Jackie

Directed by the critically acclaimed Chilean filmmaker Pablo Larraín, Jackie is a powerful film about the JFK assassination as told from the personal perspective of Jacqueline Kennedy, with a remarkable performance from Academy Award-winning actress Natalie Portman. The JFK assassination has been explored many times in cinema and television, yet this movie gives a uniquely important contribution by depicting the personal toll the horrific event had on those intimately involved. The movie follows Jackie as she experiences the visceral shock of watching her husband being viciously murdered and the aftermath as she tries to cope with his death as well as helping the American people cope with the tragedy. It is primarily told through a series of flashbacks as she recounts those fateful days in November 1963 to a journalist, played by Billy Crudup, at the Kennedy Compound in Hyannis Port, Massachusetts. Although much of the dialogue is fictionalized dramatization, the filmmaker crafts a vivid picture of the emotional trauma experienced by Jackie, not just as another public figure, but as a wife who just lost her beloved, albeit complicated husband.
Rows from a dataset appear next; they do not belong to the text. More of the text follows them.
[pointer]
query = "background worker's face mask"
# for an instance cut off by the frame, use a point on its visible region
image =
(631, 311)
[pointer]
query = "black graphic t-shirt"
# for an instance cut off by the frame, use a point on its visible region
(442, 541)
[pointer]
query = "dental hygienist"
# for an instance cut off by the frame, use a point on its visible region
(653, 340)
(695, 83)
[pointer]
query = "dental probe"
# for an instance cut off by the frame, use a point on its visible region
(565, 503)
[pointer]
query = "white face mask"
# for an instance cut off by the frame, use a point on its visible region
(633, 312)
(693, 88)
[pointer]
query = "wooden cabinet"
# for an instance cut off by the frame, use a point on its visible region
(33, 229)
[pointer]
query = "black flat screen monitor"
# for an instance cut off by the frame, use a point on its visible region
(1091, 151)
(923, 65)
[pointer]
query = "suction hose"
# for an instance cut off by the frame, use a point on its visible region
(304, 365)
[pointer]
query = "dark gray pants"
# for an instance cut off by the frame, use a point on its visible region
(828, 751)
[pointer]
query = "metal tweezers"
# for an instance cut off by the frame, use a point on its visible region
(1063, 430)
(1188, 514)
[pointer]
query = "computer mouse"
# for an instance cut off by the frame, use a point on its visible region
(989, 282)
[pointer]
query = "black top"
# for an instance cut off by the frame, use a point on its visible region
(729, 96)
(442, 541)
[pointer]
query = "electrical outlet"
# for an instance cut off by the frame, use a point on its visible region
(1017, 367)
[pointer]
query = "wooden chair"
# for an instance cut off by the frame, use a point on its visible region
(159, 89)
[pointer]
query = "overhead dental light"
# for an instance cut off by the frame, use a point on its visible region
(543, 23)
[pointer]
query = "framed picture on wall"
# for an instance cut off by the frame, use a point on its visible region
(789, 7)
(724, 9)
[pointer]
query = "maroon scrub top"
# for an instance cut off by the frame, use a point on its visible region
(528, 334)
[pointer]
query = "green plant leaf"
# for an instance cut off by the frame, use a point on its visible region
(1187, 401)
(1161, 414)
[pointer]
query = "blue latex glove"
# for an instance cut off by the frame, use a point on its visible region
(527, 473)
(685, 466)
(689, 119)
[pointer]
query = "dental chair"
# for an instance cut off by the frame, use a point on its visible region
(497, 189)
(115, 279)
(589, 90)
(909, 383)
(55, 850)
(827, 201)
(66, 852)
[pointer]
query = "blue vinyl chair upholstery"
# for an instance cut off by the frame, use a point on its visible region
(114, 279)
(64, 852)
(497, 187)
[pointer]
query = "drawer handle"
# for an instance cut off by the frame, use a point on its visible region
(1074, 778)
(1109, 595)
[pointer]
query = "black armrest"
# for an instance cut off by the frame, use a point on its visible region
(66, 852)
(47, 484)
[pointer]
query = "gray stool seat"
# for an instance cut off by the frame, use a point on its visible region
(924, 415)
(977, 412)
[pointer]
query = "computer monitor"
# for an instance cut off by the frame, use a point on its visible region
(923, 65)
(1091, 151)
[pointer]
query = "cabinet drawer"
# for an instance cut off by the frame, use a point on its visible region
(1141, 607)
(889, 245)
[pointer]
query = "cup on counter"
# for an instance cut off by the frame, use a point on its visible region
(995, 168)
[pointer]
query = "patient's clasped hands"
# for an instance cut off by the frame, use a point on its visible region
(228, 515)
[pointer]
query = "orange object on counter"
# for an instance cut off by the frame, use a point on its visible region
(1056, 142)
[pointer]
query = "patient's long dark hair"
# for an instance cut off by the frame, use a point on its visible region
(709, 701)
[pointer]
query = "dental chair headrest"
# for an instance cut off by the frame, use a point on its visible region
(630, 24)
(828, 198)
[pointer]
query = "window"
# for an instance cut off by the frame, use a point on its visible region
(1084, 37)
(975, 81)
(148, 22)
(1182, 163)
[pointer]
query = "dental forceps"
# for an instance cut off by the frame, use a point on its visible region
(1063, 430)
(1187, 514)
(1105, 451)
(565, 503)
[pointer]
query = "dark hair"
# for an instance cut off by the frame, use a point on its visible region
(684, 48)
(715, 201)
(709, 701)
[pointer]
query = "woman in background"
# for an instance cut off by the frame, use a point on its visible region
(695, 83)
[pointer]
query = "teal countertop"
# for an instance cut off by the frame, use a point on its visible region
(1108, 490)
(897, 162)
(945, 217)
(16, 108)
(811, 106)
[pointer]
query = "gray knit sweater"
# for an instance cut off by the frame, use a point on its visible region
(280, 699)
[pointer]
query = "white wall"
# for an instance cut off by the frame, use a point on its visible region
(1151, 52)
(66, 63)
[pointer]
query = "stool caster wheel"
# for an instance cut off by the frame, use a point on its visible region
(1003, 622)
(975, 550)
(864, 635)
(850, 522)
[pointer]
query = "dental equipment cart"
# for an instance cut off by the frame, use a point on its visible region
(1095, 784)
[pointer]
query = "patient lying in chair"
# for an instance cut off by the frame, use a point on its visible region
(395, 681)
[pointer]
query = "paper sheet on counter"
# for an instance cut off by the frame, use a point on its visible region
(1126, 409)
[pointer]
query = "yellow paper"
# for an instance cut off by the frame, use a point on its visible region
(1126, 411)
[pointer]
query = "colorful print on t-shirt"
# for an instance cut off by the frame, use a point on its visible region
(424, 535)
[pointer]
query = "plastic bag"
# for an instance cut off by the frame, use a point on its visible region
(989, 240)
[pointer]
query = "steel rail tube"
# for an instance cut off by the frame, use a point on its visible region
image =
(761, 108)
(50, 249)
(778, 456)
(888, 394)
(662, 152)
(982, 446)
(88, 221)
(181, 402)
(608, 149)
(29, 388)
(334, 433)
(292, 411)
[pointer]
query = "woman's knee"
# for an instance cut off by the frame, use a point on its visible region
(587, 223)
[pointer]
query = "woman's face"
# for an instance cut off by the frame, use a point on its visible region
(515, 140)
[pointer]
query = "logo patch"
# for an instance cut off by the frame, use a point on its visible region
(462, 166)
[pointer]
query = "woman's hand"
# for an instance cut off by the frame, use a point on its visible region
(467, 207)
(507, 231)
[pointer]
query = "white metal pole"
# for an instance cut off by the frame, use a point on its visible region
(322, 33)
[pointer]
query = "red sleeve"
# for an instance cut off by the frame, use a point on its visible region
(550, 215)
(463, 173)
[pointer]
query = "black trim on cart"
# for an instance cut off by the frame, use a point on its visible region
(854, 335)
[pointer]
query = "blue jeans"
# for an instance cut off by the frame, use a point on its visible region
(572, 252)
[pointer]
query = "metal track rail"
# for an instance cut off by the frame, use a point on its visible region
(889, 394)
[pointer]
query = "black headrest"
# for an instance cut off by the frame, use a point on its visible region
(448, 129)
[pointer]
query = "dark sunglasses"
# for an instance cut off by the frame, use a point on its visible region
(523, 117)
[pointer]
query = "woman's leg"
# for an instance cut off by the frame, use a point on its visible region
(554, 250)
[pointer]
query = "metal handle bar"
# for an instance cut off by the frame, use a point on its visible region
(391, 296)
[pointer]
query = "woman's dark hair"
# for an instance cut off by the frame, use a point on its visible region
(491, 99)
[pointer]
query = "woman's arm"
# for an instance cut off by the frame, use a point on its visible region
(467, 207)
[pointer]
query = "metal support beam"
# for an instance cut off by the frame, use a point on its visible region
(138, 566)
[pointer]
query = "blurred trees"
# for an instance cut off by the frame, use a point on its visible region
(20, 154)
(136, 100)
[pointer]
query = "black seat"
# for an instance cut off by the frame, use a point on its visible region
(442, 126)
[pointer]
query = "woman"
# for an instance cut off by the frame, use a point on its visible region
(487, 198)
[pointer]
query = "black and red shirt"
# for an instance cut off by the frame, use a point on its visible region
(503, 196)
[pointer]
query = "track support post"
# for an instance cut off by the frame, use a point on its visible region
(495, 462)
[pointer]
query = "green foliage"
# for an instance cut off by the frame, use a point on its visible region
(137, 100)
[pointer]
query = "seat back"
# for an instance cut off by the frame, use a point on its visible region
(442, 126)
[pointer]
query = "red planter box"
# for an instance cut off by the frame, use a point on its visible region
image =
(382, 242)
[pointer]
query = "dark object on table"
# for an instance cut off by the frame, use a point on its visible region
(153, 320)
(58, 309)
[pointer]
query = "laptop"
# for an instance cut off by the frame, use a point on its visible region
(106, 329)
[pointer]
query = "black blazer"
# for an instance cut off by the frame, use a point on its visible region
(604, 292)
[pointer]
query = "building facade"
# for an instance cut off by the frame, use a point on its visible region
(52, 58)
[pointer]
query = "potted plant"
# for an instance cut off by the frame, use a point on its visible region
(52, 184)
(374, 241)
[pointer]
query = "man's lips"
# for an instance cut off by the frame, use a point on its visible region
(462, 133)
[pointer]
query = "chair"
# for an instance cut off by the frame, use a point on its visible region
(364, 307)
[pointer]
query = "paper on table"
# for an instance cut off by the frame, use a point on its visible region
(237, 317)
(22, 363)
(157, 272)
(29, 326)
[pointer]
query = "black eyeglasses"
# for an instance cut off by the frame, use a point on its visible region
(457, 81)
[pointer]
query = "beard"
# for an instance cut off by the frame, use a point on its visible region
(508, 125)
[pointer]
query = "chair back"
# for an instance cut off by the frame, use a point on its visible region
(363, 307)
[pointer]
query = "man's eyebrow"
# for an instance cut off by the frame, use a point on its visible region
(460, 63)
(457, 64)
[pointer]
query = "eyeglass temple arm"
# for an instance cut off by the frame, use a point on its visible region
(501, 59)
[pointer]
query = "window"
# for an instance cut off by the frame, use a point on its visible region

We witness her heart-wrenching grief of suddenly becoming a widow and having to tell her two young children that their father is gone. Portman gives a nuanced and dignified performance, very much like the real young and stylish first lady, who must deal with her own emotions while at the same time planning the logistics of burying an American president, moving out of the White House, and ensuring a seamless transition to the new president. The film’s power lies in its subdued and vignette-heavy structure that focuses on intimate details rather than the sensational criminal act of the assassination itself. It feels very much like an independent movie because of its artistic use of cinematography, slow pace, and in-depth character studies that rely on terrific acting performances. The filmmaker also cleverly uses songs from the musical Camelot to underscore the idealistic JFK presidency, often referred to as Camelot, that came to a crashing halt with an act of violence. Overall, I found it to be a film of immense poignancy that effectively captures the human emotion of grief, primarily as a result of Natalie Portman giving one of the more memorable acting performances of the year.